Secondly, there is the design robustness necessary in the construction of each support arm. In prior art mechanisms, cantilevered loads appearing around the pivot axis of the beams tend to be enormous. This corresponds to the great length from the cutterbar to the fulcrum of the support beams. Support beams where designed to project from the rear of the platform—at the main frame—to the very front to hold the cutterbar, with the rotary point positioned on the rear of the beam and in this manner causing a huge lever effect.
Additionally, in prior art platforms there are some complications regarding the transmission mechanism used to power the cutterbar. In configurations that include a right angle drive (id est an L-type gearbox) for deriving power to the gearbox that mobilizes cutting sickle—and converts a circular motion to a linear alternating one—, it is used a shaft with universal joints at the ends as mean of ligation between the two gearboxes. Depending on the particular design, the input shaft of the sickle drive is positioned at a specific angle, and in order to cancel the non-uniformity of the rotational speed the output shaft of the L-type gearbox is placed in parallel to the first. However, when the cutterbar is requested to flex the sickle gearbox goes up and down therewith, and the angles of the universal joints vary. As a consequence, the needed torque for cutting the crop is much smaller than the claimed by the L-type gearbox. This indicates a severe power losses due to changing angles of the universal joints. Some manufacturers have included telescopic shafts to keep in the L-type gearbox input shaft parallel to the sickle drive input shaft, but it has resulted into premature failure of the Cardan transmission or into excessive robustness, expensive drive mechanisms for the cutterbar.

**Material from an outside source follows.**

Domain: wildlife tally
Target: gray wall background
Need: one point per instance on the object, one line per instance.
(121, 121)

On the other side there are the constraints associated with traditional arrangements used to move the crop coming from the side sections to the open end of the main frame. Some well known use a transverse conveyor belt, which may be fixed to or floating relative to the cutterbar. This transverse draper covers the entire central section of the platform and determines a flat rigid surface that can vary its inclination relative to advance direction of the platform or the tilt with respect to the lateral draper conveyors, or both simultaneously. However, unlike the behavior related to the side draper conveyors, when the central portion of the cutterbar flexes to adapt to the natural curvature of field, the distance between the upper run of the transverse draper and said portion of the (bent) cutterbar is not constant. The latter happens because the cutterbar takes the form of a curve with multiple inflection points while the cross canvas defines a flat plane, so that the distance between the two geometries is not constant. This ended up into a dead zone defined between the front margin of the transverse conveyor and the corresponding portion of the cutterbar, that some manufacturers have intentionally called a rock trap, and is a region where the crop material flow is slowed down and where shelling occurs. Then, the approach to make the central portion of the cutterbar as flexible as possible tighten to the restriction of minimizing the dead zone resulted into a draper platform with central portion that is not so good at cutting crop height and no so good handling short, low volume crops.